Coupling Disease-Progress-Curve and Time-of-Infection Functions for Predicting Yield Loss of Crops
Author(s) -
L. V. Madden,
G. Hughes,
Michael E. Irwin
Publication year - 2000
Publication title -
phytopathology
Language(s) - English
Resource type - Journals
SCImago Journal Rank - 1.264
H-Index - 131
eISSN - 1943-7684
pISSN - 0031-949X
DOI - 10.1094/phyto.2000.90.8.788
Subject(s) - population , biology , yield (engineering) , incidence (geometry) , logistic function , statistics , disease , plant disease , exponential function , mathematics , demography , medicine , microbiology and biotechnology , mathematical analysis , sociology , materials science , metallurgy , geometry
A general approach was developed to predict the yield loss of crops in relation to infection by systemic diseases.
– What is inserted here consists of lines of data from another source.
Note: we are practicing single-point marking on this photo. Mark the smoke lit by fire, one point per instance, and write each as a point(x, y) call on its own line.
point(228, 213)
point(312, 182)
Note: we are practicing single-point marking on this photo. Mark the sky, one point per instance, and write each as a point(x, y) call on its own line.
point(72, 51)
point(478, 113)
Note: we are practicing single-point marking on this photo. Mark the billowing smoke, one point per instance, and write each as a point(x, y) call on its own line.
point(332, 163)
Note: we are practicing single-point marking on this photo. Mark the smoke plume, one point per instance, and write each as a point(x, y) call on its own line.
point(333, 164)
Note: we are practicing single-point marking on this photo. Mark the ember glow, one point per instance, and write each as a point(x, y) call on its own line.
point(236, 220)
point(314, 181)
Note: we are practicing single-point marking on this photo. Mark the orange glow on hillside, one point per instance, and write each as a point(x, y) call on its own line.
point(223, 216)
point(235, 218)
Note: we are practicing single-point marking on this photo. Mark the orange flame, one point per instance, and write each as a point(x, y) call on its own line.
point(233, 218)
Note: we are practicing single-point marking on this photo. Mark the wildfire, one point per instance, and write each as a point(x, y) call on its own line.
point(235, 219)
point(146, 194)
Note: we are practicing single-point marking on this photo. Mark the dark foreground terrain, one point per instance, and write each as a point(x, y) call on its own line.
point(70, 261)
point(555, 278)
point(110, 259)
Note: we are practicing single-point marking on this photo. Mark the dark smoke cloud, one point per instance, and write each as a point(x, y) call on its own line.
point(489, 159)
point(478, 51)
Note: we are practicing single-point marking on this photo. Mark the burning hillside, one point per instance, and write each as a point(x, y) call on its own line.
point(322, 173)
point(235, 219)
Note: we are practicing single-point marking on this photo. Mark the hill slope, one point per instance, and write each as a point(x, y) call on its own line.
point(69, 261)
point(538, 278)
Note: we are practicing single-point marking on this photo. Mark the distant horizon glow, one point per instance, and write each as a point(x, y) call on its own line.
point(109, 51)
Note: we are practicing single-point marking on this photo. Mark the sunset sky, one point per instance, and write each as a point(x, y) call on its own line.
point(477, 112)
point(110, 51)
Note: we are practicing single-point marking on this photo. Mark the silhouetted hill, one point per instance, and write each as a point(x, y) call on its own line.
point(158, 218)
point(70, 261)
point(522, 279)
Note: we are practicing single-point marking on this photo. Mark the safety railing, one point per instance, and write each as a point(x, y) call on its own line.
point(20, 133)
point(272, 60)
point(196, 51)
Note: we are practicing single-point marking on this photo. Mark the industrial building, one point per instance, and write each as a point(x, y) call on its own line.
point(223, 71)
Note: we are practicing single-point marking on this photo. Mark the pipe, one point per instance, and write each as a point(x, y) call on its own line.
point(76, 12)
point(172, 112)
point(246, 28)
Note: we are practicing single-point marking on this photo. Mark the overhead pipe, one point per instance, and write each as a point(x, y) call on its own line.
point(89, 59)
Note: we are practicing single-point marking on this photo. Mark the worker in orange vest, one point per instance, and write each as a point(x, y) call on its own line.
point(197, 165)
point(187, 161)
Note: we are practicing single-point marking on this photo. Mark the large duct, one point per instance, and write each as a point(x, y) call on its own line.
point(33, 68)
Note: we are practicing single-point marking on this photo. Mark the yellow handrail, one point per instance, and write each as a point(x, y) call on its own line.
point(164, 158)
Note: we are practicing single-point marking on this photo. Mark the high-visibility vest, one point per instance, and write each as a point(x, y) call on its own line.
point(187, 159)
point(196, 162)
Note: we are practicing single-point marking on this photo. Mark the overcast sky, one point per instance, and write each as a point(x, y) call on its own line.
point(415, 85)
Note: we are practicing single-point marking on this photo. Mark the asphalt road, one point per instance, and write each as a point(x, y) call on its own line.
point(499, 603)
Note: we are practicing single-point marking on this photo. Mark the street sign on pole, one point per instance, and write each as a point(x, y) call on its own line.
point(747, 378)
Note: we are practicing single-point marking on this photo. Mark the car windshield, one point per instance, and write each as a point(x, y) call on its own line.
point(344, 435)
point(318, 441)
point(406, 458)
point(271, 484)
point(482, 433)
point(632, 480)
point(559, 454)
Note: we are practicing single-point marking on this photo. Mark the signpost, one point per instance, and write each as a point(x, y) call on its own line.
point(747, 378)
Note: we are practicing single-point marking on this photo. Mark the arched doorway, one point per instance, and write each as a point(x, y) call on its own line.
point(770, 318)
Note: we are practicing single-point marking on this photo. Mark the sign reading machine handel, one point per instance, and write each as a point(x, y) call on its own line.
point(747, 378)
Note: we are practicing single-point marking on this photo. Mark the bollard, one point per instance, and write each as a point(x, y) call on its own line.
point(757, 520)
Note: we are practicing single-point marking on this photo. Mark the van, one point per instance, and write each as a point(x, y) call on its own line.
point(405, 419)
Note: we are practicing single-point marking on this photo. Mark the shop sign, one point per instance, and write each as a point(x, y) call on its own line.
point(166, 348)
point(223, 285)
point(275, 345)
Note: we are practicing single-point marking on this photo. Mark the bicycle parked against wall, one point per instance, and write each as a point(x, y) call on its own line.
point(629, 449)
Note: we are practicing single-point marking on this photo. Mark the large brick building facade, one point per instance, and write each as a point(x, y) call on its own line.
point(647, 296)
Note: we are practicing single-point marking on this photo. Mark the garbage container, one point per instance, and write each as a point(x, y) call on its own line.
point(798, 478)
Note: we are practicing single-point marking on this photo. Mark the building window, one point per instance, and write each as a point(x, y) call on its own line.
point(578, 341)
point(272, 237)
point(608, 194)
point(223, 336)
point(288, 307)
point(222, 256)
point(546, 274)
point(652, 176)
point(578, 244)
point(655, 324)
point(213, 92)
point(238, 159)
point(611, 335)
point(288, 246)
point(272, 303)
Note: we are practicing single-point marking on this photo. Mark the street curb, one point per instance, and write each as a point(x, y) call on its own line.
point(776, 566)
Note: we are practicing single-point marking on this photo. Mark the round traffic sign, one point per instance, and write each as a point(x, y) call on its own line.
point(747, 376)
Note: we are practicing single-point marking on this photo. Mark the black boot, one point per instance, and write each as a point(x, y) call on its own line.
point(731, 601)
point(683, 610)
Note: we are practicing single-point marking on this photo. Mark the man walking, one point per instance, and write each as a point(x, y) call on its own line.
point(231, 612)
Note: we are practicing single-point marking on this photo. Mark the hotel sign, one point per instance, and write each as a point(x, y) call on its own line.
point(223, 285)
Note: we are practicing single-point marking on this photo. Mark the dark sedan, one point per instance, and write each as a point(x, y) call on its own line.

The approach was based on two premises: (i) disease incidence in a population of plants over time can be described by a nonlinear disease progress model, such as the logistic or monomolecular; and (ii) yield of a plant is a function of time of infection (t) that can be represented by the (negative) exponential or similar model (ζ(t)). Yield loss of a population of plants on a proportional scale (L) can be written as the product of the proportion of the plant population newly infected during a very short time interval (X′(t)dt) and ζ(t), integrated over the time duration of the epidemic. L in the model can be expressed in relation to directly interpretable parameters: maximum per-plant yield loss (α, typically occurring at t = 0); the decline in per-plant loss as time of infection is delayed (γ; units of time -1 ); and the parameters that characterize disease progress over time, namely, initial disease incidence (X 0 ), rate of disease increase (r; units of time -1 ), and maximum (or asymptotic) value of disease incidence (K). Based on the model formulation, L ranges from αX 0 to αK and increases with increasing X 0 , r, K, α, and γ -1 . The exact effects of these parameters on L were determined with numerical solutions of the model. The model was expanded to predict L when there was spatial heterogeneity in disease incidence among sites within a field and when maximum per-plant yield loss occurred at a time other than the beginning of the epidemic (t > 0). However, the latter two situations had a major impact on L only at high values of r. The modeling approach was demonstrated by analyzing data on soybean yield loss in relation to infection by Soybean mosaic virus, a member of the genus Potyvirus. Based on model solutions, strategies to reduce or minimize yield losses from a given disease can be evaluated.